Logika di kepala Akbar berteriak bahwa ini konyol. Untuk apa ia begitu terpaku pada profil seorang gadis SMA di kota yang bahkan belum pernah ia kunjungi? Seorang gadis yang dunianya begitu jauh berbeda.
Tapi hatinya, untuk pertama kali setelah sekian lama, merasakan sesuatu yang lebih dari sekadar penasaran. Sebuah getaran hangat yang menjalar, mengusir rasa jenuh yang sedari tadi membelenggunya. Senyum di foto itu terasa seperti sapaan personal untuknya.

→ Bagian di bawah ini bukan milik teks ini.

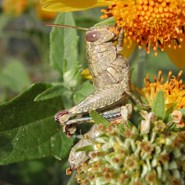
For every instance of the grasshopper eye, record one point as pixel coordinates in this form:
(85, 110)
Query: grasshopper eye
(92, 36)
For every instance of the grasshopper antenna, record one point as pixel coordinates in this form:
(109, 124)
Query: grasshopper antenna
(64, 26)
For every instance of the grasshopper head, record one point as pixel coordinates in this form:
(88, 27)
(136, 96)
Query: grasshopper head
(99, 34)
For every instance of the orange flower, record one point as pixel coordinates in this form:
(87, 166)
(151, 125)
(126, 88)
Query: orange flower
(150, 23)
(173, 88)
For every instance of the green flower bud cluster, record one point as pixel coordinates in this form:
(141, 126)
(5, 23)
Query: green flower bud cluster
(125, 155)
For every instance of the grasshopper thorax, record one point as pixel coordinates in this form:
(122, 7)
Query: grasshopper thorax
(99, 34)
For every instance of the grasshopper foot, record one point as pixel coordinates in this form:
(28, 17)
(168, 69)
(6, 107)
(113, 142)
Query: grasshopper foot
(62, 116)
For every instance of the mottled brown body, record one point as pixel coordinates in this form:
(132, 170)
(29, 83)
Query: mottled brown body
(110, 72)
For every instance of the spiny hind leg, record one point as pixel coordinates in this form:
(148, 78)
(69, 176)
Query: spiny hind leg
(101, 98)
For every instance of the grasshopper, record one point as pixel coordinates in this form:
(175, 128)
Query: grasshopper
(111, 78)
(110, 72)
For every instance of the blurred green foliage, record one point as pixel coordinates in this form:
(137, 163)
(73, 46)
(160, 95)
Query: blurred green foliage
(27, 128)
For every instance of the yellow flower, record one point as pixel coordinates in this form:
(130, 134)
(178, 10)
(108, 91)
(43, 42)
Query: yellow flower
(45, 15)
(150, 23)
(173, 88)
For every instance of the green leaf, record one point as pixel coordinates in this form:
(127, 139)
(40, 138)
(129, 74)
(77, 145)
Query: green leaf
(183, 113)
(110, 21)
(28, 130)
(86, 148)
(72, 180)
(52, 92)
(158, 106)
(63, 44)
(98, 118)
(14, 76)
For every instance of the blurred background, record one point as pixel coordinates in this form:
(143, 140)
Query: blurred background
(24, 60)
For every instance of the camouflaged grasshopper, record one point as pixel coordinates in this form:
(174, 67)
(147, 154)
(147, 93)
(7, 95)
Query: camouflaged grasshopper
(110, 72)
(111, 79)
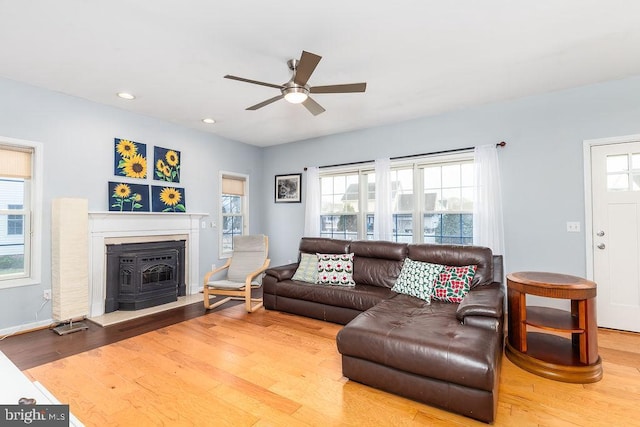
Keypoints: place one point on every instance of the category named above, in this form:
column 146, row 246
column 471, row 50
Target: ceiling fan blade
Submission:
column 348, row 88
column 265, row 103
column 308, row 63
column 255, row 82
column 313, row 107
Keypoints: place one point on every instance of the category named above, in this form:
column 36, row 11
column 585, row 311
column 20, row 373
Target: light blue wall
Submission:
column 77, row 136
column 541, row 166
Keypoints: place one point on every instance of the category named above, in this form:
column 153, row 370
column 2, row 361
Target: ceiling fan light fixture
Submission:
column 295, row 95
column 126, row 95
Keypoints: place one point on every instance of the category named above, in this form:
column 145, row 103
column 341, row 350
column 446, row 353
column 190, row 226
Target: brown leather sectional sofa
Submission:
column 443, row 354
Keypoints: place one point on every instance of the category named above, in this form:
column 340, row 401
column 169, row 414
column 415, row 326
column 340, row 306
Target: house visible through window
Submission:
column 233, row 212
column 15, row 222
column 19, row 192
column 432, row 201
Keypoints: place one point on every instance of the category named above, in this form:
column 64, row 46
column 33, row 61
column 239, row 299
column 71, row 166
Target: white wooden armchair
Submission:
column 244, row 273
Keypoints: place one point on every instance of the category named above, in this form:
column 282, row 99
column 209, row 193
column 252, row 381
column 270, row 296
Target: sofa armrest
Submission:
column 282, row 272
column 483, row 306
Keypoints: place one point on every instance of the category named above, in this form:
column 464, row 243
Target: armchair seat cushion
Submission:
column 229, row 284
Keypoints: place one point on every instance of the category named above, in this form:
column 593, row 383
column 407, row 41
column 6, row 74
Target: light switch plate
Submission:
column 573, row 226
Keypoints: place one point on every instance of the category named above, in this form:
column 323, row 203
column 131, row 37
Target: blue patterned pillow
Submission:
column 417, row 279
column 335, row 269
column 307, row 269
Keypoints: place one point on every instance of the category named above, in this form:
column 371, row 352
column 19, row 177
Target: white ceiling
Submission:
column 418, row 57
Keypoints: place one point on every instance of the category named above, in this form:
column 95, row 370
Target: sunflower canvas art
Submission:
column 167, row 164
column 130, row 158
column 124, row 197
column 167, row 199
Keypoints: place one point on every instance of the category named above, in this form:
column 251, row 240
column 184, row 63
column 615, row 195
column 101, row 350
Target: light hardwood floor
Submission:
column 268, row 368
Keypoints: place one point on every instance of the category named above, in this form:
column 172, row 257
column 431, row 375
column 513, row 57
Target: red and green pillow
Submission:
column 428, row 281
column 453, row 283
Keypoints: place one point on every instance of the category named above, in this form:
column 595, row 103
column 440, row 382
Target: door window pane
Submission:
column 617, row 163
column 617, row 182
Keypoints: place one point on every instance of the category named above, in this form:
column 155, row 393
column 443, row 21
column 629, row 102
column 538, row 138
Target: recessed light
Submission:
column 125, row 95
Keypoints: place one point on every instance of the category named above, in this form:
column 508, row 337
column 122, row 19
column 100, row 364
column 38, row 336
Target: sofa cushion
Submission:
column 417, row 279
column 410, row 335
column 323, row 245
column 335, row 269
column 307, row 270
column 377, row 263
column 457, row 255
column 358, row 297
column 453, row 283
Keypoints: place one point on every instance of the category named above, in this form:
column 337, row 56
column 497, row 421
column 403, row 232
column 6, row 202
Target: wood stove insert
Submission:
column 141, row 275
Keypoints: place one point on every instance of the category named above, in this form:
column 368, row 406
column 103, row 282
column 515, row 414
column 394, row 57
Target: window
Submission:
column 340, row 206
column 20, row 184
column 233, row 210
column 623, row 172
column 15, row 222
column 432, row 201
column 448, row 203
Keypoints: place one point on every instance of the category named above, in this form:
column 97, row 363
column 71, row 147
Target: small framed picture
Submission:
column 287, row 188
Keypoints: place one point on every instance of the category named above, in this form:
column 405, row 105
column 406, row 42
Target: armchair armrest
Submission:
column 217, row 270
column 482, row 306
column 256, row 273
column 283, row 272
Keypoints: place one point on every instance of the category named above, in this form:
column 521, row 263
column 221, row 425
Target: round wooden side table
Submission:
column 564, row 345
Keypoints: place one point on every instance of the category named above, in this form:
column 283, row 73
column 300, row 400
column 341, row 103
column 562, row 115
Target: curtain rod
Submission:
column 455, row 150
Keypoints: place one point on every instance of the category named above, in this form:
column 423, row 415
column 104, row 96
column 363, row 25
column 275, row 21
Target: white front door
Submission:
column 615, row 186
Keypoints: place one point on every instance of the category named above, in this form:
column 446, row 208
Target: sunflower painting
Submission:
column 125, row 197
column 130, row 159
column 167, row 199
column 167, row 165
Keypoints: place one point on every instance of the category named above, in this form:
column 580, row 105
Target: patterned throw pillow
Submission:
column 335, row 269
column 453, row 283
column 416, row 279
column 307, row 269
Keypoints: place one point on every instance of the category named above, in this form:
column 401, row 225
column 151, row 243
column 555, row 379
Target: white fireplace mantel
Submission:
column 135, row 227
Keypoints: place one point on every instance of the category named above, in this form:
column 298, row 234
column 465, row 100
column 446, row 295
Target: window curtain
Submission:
column 383, row 220
column 312, row 204
column 487, row 211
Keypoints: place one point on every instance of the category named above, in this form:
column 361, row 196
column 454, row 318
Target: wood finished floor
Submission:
column 274, row 369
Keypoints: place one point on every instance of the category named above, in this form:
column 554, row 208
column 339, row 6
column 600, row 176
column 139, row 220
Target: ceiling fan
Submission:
column 296, row 90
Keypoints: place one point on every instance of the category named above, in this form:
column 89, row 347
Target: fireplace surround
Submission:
column 112, row 228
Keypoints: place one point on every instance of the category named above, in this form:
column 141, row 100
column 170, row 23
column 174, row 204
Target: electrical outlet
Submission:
column 573, row 227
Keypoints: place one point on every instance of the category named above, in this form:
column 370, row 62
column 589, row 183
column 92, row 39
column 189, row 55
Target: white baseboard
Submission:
column 25, row 327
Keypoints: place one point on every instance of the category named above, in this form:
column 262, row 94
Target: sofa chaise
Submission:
column 440, row 353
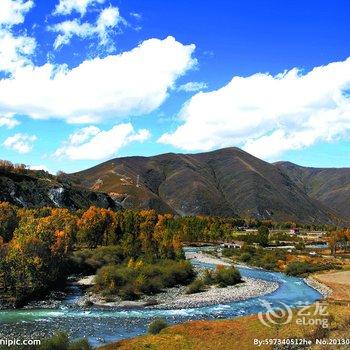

Malam semakin larut, diiringi suara jangkrik dari halaman belakang. Azan Subuh masih beberapa jam lagi. Dalam kesunyian kamarnya di Padang, Akbar melakukan sesuatu yang tidak ia sadari akan menjadi titik awal dari babak terpenting sekaligus terpedih dalam hidupnya.
Dengan jantung yang sedikit berdebar, ia menekan tombol biru bertuliskan "Ikuti".
Itu bukan sekadar menekan sebuah tombol. Di detik itu, rasanya seperti membuka sebuah pintu menuju dunia yang sama sekali asing, tanpa tahu apa yang menunggunya di balik pintu itu.